Forthcoming steps in these, the largest property reforms in 40 years, aim to give millions of leaseholders the right to extend their lease to a standard term of 990 years at zero ground rent, saving them thousands to tens of thousands of pounds. Currently, only extensions to 90 years are possible, often at considerable cost.
The planned reforms aim to make homeownership fairer and more secure, tackling the issue of leaseholders paying high ground rents along with a mortgage, as if they are paying rent on a property they own. Historically, freeholders can increase ground rent with little benefit seen by leaseholders, along with adding costs when buying or selling the property.
A Commonhold Council, comprising a partnership of leasehold groups, industry and government, is charged with preparing homeowners and the market for the widespread take-up of commonhold. Widely used globally, the commonhold model allows homeowners to own their property on a freehold basis, giving them greater control over the costs of homeownership. Blocks are jointly owned and managed, meaning when someone buys a flat or a house, it is truly theirs and any decisions about its future are theirs too.
Back in 2019, our publications backed the Abolish Leasehold petition in favour of Commonhold, which soon garnered a response from the government.
Nina Harrison, London specialist at Haringtons, says this first stage in impending leasehold reform is ‘most welcome’. “We await with interest how the second stage develops in the coming years, and the extent to which it addresses negative aspects of the current leasehold system, while taking account of the benefits it can provide,” she comments.
“Of course, not every freeholder is a millionaire: many thousands of regular people own freeholds all over the country; some have good relationships with the leaseholders, some do not. Certainly, reform which remedies bad practice is most welcome: a poorly maintained building hurts leaseholders in the pocket as much as in their day-to-day life, easily putting buyers off, however wonderful their flat is.”
Harrison further explains that while freeholders’ actions have succeeded in maintaining the look and feel of entire neighbourhoods, the current leasehold system proves ‘very off-putting’ to overseas buyers and investors.
“All too often, they do not understand why, when they’ve bought a property, they don’t own it forever – nor do they own the building it sits on, the ground below or the air above,” she continues. “Add in that the shops, pubs, communal gardens, the building itself and those around it may all be owned by the same aristocrat, and it is not hard to see why the system is frequently characterised as a feudal anachronism.”
“Further reform in coming years should enable leaseholders to extend their lease without the requirement of negotiations with the landlord. Currently, this is frequently a slow process, and leaseholders have to pay the freeholder’s legal costs as well as being subject to marriage value, whereby if the flat is under 80 years old, a leaseholder has to share the uplift in value of the flat on a long lease with the freeholder.”
However, Harrison says there will always be a need for some form of arrangement where dwellings form part of a shared building in order to ensure reasonable conditions prevail, regarding loud music, hanging out of washing, satellite dishes, maintenance arrangements etc.

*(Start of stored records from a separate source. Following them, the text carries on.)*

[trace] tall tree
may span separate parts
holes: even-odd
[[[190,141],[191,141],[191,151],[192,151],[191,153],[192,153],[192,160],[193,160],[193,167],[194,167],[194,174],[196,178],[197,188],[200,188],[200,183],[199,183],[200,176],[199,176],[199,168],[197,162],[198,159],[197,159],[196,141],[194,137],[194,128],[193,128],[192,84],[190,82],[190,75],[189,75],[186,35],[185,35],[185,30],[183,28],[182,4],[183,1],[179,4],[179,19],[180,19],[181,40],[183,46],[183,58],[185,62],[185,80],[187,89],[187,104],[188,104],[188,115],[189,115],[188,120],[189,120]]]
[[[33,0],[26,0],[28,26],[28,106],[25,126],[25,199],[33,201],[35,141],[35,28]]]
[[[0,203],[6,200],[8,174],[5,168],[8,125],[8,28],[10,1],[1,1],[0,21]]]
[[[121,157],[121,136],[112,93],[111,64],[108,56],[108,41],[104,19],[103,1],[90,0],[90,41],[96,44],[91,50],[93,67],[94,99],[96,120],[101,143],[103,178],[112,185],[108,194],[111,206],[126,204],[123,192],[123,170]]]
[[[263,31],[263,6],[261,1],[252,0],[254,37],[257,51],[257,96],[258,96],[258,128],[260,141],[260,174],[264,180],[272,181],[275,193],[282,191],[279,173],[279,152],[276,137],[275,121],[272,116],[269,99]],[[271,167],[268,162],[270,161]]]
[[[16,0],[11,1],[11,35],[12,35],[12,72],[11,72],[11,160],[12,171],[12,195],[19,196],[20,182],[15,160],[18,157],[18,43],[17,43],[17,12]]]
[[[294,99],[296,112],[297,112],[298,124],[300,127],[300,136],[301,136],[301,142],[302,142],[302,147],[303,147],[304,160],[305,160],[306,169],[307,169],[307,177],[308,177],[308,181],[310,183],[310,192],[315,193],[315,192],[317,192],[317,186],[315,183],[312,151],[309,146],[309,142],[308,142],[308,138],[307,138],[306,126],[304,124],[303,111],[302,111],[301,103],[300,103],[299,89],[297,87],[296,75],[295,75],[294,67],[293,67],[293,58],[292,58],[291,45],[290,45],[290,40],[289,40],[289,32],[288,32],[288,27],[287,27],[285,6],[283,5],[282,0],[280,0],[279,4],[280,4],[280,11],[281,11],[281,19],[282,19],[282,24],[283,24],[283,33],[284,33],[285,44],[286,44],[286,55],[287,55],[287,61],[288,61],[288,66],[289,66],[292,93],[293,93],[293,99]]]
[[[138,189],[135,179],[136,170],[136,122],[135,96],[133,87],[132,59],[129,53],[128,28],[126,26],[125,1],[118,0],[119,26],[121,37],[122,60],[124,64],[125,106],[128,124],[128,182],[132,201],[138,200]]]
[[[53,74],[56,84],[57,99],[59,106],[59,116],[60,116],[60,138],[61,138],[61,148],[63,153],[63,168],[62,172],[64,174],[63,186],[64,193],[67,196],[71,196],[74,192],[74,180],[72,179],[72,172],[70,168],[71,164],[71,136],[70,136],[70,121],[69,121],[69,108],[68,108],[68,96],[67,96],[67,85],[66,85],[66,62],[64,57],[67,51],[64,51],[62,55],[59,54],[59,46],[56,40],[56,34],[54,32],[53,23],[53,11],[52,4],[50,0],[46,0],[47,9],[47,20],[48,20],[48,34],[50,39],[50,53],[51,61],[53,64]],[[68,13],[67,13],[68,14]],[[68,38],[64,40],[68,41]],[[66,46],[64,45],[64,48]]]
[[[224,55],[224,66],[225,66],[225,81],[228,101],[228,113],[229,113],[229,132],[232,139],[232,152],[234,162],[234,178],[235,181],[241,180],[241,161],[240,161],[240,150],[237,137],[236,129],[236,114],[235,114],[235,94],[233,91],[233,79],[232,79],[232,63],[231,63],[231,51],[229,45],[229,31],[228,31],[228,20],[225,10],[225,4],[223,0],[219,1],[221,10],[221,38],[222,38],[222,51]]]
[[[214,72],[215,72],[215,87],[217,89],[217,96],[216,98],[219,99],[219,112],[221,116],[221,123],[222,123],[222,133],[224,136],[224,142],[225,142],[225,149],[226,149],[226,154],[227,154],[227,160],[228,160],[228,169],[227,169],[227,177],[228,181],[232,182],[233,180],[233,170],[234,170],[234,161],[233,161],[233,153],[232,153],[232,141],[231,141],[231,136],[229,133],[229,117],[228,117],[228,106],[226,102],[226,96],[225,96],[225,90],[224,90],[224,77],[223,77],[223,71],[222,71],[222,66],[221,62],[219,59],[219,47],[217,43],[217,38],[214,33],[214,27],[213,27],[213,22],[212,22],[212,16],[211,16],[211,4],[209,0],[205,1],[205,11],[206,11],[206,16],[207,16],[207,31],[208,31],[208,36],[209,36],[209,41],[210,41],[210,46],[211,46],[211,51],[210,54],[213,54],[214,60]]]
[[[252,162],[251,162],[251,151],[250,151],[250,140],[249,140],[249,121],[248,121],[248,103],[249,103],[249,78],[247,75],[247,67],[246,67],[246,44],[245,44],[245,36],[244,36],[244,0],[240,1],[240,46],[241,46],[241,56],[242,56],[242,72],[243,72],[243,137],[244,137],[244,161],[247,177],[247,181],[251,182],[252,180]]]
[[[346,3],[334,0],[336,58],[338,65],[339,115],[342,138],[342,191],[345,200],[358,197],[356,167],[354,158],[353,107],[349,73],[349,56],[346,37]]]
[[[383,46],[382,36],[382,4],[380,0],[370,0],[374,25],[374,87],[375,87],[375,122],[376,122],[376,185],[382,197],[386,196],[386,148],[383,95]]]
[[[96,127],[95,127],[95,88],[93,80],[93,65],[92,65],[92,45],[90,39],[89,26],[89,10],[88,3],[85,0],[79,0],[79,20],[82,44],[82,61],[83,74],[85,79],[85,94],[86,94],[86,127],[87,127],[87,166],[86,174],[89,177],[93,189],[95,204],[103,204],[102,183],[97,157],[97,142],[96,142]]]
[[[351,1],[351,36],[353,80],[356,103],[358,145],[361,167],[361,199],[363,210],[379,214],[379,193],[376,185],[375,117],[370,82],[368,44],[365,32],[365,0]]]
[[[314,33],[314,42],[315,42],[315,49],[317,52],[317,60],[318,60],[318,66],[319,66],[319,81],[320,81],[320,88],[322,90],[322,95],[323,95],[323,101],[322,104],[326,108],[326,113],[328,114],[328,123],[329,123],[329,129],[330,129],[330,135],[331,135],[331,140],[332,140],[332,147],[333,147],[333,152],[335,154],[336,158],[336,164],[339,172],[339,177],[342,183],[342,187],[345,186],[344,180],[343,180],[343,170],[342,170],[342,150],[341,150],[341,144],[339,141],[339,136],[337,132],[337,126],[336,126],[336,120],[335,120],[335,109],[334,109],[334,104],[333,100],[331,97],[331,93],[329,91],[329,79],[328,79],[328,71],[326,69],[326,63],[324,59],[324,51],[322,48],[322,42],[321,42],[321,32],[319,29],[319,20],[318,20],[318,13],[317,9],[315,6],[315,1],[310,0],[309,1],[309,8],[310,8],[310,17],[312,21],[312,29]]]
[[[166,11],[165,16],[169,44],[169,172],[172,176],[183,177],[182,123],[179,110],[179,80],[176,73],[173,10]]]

“Accordingly, we will watch with interest the expected application of the commonhold concept in the following stage of reforms. Widely used globally, the commonhold model allows homeowners to own their property on a freehold basis, giving them greater control over the costs of homeownership, while blocks are jointly owned and managed.”
She goes on to say: “A common frustration I see being ironed out is when a top floor flat owner wants to build into the attic. Currently, if that space isn’t formally demised to the flat and it’s owned by the freeholder then it seems very unfair that the freeholder typically insists on a share in the uplift in value of the flat, or refuses to sell.”
“Without a freeholder, this space would belong to the other owners of shares in the freehold and the negotiations would be done with them. In the meantime, my advice for a leaseholder (born of personal experience) is to get the loft space demised as soon as possible, rather than wait for the reforms.”